There are several critics of bills being passed into law at the state-level across the country. These so-called “ag gag” bills are making news in publications like the New York Times. Op-eds with headlines “Open the Slaughterhouses” bring about much support, as seen in a Times reader's response “Silencing Witnesses to Animal Abuse.“
What does the threat of undercover video mean to me as a cattle producer or as an employee of a concentrated animal feeding operation (often called a CAFO)?

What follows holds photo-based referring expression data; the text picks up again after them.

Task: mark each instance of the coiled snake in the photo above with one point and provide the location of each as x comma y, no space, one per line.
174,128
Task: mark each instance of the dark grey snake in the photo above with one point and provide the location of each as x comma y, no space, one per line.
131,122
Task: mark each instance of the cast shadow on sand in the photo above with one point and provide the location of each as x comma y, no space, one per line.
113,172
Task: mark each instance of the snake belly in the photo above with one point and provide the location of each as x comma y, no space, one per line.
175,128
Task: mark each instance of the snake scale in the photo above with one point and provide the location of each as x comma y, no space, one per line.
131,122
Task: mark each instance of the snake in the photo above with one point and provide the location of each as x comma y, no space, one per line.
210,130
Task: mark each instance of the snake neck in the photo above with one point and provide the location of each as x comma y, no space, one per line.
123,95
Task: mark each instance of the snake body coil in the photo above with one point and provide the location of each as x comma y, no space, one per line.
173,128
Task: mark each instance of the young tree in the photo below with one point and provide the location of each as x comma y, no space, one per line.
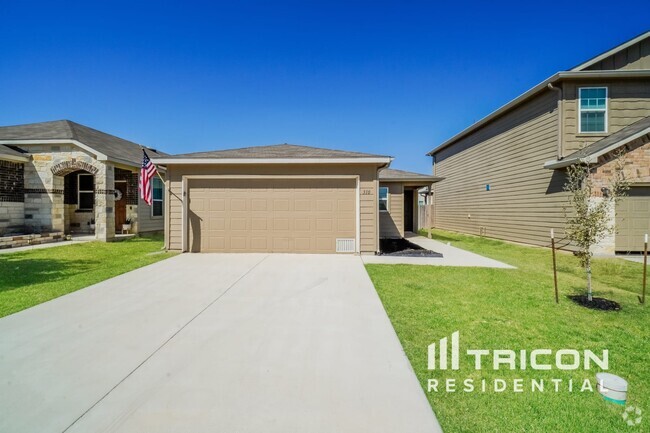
591,220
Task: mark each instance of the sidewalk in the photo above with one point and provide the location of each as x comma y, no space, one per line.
451,256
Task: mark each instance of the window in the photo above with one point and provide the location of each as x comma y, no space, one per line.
157,194
383,199
593,109
85,191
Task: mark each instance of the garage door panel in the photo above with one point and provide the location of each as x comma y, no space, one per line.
280,215
217,223
281,244
258,204
239,243
259,243
280,224
217,204
302,225
633,219
216,243
259,224
238,224
302,205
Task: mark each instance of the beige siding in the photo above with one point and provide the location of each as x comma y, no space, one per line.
525,200
367,189
146,222
636,56
628,101
391,223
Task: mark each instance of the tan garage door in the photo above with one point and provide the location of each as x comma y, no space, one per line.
633,219
271,215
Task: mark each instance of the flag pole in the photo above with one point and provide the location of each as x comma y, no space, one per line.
645,268
157,172
557,299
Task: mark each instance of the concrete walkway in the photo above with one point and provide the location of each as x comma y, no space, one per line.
451,256
213,343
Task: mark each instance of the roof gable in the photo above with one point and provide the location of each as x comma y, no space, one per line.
113,147
633,54
277,151
637,130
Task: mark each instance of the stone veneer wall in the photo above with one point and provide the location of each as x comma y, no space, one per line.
12,208
12,217
636,170
44,207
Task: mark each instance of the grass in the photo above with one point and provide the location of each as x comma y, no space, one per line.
515,309
31,277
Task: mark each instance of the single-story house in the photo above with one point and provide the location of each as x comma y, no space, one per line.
286,198
64,177
504,175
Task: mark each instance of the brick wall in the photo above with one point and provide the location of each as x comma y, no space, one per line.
637,165
12,182
131,185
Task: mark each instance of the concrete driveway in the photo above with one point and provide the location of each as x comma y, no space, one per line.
213,343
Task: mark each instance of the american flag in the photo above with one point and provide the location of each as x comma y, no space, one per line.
147,171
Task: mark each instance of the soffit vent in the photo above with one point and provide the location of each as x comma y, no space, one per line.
345,245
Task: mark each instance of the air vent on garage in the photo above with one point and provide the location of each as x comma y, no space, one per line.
344,245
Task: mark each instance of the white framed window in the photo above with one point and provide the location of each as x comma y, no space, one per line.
383,199
157,194
593,109
85,191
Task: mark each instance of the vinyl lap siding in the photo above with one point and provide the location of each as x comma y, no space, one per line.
636,56
391,223
367,202
628,101
525,200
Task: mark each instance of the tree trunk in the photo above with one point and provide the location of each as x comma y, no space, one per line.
589,293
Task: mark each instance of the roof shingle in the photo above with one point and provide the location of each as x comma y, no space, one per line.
277,151
111,146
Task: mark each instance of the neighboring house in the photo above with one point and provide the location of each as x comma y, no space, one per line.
64,177
283,198
504,175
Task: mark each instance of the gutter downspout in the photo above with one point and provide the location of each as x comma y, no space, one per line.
377,219
560,120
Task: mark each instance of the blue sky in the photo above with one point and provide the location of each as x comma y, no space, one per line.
394,78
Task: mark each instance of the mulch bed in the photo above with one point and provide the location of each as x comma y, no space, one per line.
596,303
403,248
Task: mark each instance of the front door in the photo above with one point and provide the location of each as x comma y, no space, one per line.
120,205
408,210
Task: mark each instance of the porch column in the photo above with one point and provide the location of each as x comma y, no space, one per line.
105,203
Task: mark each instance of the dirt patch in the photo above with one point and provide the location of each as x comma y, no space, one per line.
596,303
403,248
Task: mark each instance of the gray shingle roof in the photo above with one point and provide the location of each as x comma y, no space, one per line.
7,150
391,174
280,151
111,146
606,145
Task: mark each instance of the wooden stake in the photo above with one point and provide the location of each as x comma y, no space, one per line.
645,268
557,296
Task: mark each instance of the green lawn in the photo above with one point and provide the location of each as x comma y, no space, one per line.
515,309
32,277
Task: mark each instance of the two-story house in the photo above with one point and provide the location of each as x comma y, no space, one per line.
504,175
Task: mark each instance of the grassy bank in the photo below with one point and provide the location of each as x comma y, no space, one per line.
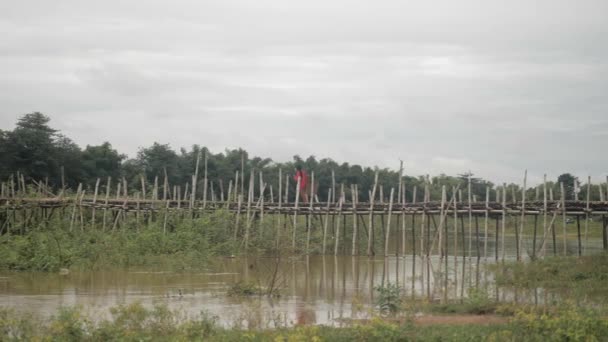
137,323
185,245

When someone walks into my family’s cattle barn, they are more than welcome. Next to making sure our animals are being taken care of, we are in the business of hosting our customers. If we are not in the middle of feeding, handling or marketing cattle, we will be glad to entertain questions and even allow reporters and cameras in for a story about what we do. A perfect example of this is last year’s visit to our farm from CBS News and numerous visits from local television affiliates.

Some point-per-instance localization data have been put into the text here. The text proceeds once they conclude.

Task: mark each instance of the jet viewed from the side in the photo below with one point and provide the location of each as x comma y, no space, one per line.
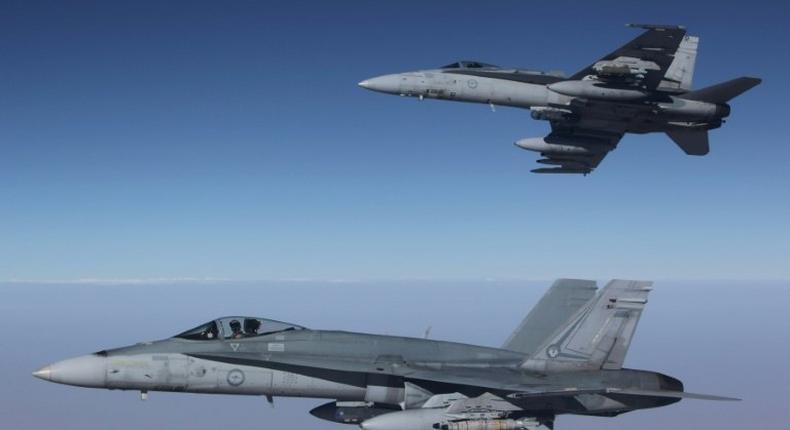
566,357
642,87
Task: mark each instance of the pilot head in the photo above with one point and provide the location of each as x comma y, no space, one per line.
235,326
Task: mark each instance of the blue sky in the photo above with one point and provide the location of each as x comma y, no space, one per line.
207,139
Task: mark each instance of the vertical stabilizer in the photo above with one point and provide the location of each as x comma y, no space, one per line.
680,73
559,303
598,335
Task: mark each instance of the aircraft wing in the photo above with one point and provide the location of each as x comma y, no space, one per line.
593,145
645,58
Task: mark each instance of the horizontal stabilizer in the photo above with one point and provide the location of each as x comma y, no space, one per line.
692,142
569,392
723,92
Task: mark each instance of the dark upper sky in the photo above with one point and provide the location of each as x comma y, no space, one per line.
229,140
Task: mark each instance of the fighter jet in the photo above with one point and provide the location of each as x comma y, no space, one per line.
565,357
642,87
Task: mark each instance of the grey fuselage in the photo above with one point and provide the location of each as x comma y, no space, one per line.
330,364
586,103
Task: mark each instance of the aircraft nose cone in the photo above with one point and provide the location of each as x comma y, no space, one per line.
43,373
384,84
85,371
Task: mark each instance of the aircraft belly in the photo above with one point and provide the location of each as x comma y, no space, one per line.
296,385
162,372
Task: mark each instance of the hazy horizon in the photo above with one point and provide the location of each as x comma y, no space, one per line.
722,338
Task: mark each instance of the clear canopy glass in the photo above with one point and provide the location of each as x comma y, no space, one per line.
470,65
237,327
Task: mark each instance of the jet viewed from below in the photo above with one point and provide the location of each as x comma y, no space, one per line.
642,87
566,357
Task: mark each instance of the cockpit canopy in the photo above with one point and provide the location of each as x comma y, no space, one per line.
470,65
237,328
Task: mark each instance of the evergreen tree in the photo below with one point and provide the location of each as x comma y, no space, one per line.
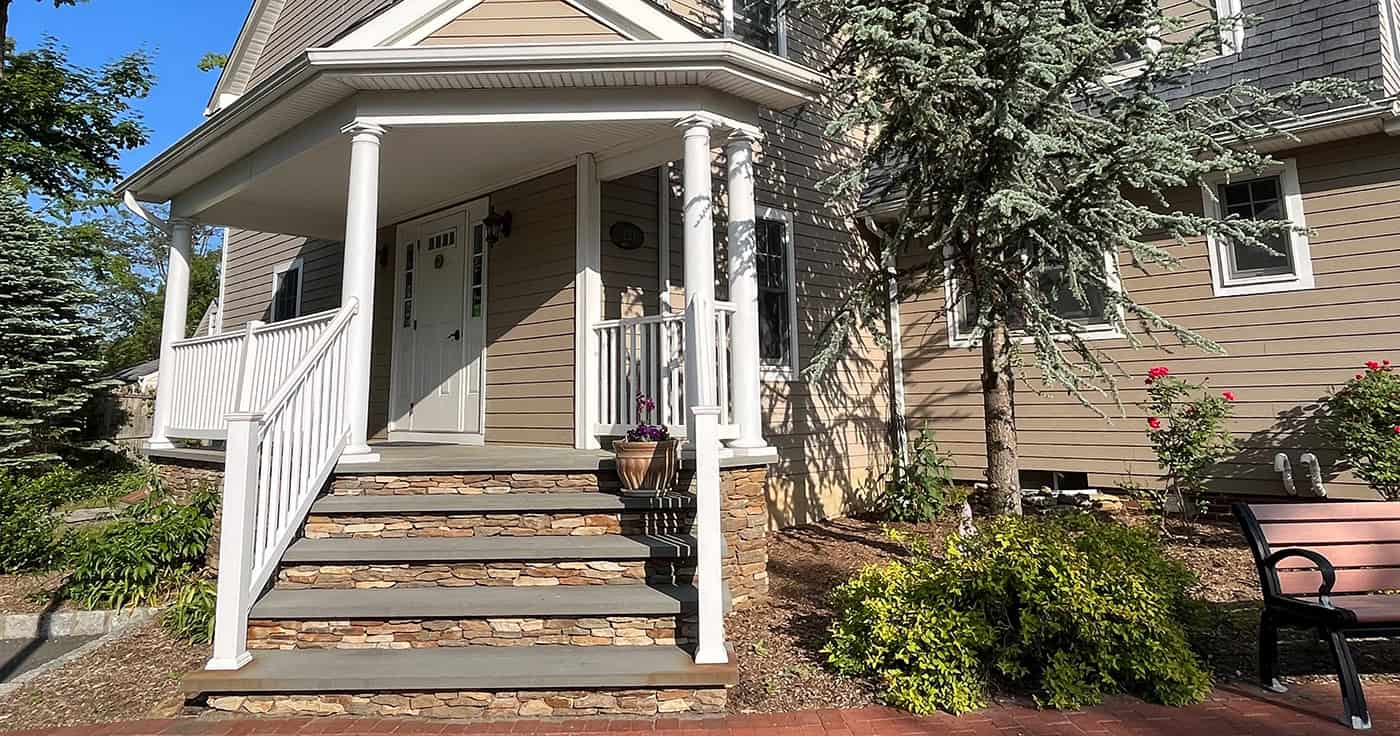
48,365
1021,157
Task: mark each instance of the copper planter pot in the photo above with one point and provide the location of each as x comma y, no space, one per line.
647,468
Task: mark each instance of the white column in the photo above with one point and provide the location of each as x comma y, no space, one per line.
235,545
699,266
361,238
744,293
709,536
588,300
172,329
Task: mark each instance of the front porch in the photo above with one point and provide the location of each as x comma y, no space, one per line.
483,350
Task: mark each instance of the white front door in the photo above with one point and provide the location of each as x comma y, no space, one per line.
440,329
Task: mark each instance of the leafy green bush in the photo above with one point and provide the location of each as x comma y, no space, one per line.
28,529
1070,609
1362,420
146,553
921,490
191,612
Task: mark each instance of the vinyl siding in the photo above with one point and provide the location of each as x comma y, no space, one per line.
1284,351
630,277
521,21
304,24
529,316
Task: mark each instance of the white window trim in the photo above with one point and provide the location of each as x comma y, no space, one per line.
1232,38
301,284
1103,330
784,372
1298,241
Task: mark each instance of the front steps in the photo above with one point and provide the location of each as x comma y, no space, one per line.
448,596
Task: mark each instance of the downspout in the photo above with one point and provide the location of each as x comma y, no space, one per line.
898,426
139,210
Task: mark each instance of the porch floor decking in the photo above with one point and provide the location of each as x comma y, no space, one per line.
422,458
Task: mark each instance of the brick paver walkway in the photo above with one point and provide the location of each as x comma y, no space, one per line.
1232,711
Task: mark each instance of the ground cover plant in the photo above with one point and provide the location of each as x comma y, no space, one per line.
1067,609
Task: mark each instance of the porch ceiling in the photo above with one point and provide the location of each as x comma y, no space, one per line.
422,170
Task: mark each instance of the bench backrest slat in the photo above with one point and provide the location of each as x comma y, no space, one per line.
1361,540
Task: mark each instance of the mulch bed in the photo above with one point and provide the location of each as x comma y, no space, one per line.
132,677
780,641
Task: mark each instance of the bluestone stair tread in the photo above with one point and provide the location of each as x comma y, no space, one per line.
510,503
497,549
476,602
465,668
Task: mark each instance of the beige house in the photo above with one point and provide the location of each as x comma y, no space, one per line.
462,237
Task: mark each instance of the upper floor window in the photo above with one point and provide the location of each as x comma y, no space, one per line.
777,294
1285,265
762,24
286,291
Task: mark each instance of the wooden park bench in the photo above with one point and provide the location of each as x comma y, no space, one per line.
1325,565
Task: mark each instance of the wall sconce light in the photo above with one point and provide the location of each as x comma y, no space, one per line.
626,235
497,225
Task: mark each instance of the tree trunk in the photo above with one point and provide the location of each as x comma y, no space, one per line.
998,398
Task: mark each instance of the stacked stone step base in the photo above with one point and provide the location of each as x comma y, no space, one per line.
485,525
485,704
476,483
490,574
497,631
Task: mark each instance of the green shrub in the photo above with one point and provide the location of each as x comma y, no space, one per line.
191,612
28,529
1068,609
146,553
1362,420
921,490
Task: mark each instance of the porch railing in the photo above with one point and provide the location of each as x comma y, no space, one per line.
216,375
276,462
648,356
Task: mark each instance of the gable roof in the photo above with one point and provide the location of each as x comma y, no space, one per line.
391,23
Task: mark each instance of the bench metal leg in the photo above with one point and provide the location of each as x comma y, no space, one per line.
1269,654
1351,696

If those folks walked into our barns and saw an act of animal abuse occurring, they should report it immediately. There’s no need to wait, let it stew and hope for more “proof” to stir up some dust. There’s no need to edit the footage for content or add a narrative. Report it to the supervisors, owners, or call the authorities. Be done with it and let the criminal system do its job.
If those folks walked into our barns with an intent to capture footage, piece it together and narrate it to depict scenes of animal abuse, we would feel violated; as would our neighbors, friends and other family businesses like ours. This is what has happened and likely led to many farmers' apprehension about being open and transparent to those asking questions.
That fear of being the next target is what I felt one morning working in the Texas feedlots. It was Sunday, so I was splitting time, helping the pen riding crew ride through their cattle for the day, when I saw an unfamiliar black car slowly rolling down the drive a few rows over. The car crept along, driving close to the feed bunks with the back window rolled down halfway, then a camera came out the window.
I wasn’t sure what they were doing, but I knew that there wasn’t any particular reason for someone to be taking pictures of the cattle in our hospital pens. Yes, the cattle looked unhealthy. That’s why they were pulled away from the general population to be monitored and allowed to have free access to water and fresh feed as they recuperated from what was often respiratory illnesses or digestive upset.
There was nothing wrong with taking pictures of those cattle. But at the same time, I wasn’t sure what reason an unfamiliar car would have to drive up and take photos without stopping to introduce themselves first.
It turned out, one of our cowboys had the day off and his in-laws had come to visit. They were out for a Sunday drive and wanted to see where he worked. It just as easily could have been someone with negative intentions, as in the many other scenes I had witnessed online. We didn’t want to be the next target of inaccurate propaganda.
I cannot speak from personal experience about slaughterhouses, but can tell you there have been several efforts made in recent years to improve transparency and put in place audit systems to ensure proper animal welfare measures are effective.
The issue here for me isn’t trying to cover up animal abuse. It is allowing those who are not familiar with livestock production, who may have motivation to do harm and paint a picture before making sure the statements are accurate. Farmers like my family are more than happy to walk you through our farms, but first let’s introduce ourselves and find out what you want to learn.
Our country doesn’t need another law telling us how to act behind the gates. We need encouragement for better transparency without harassment from others seeking to place blame and mislead for personal gain.
The opinions expressed in this commentary are solely those of Ryan Goodman.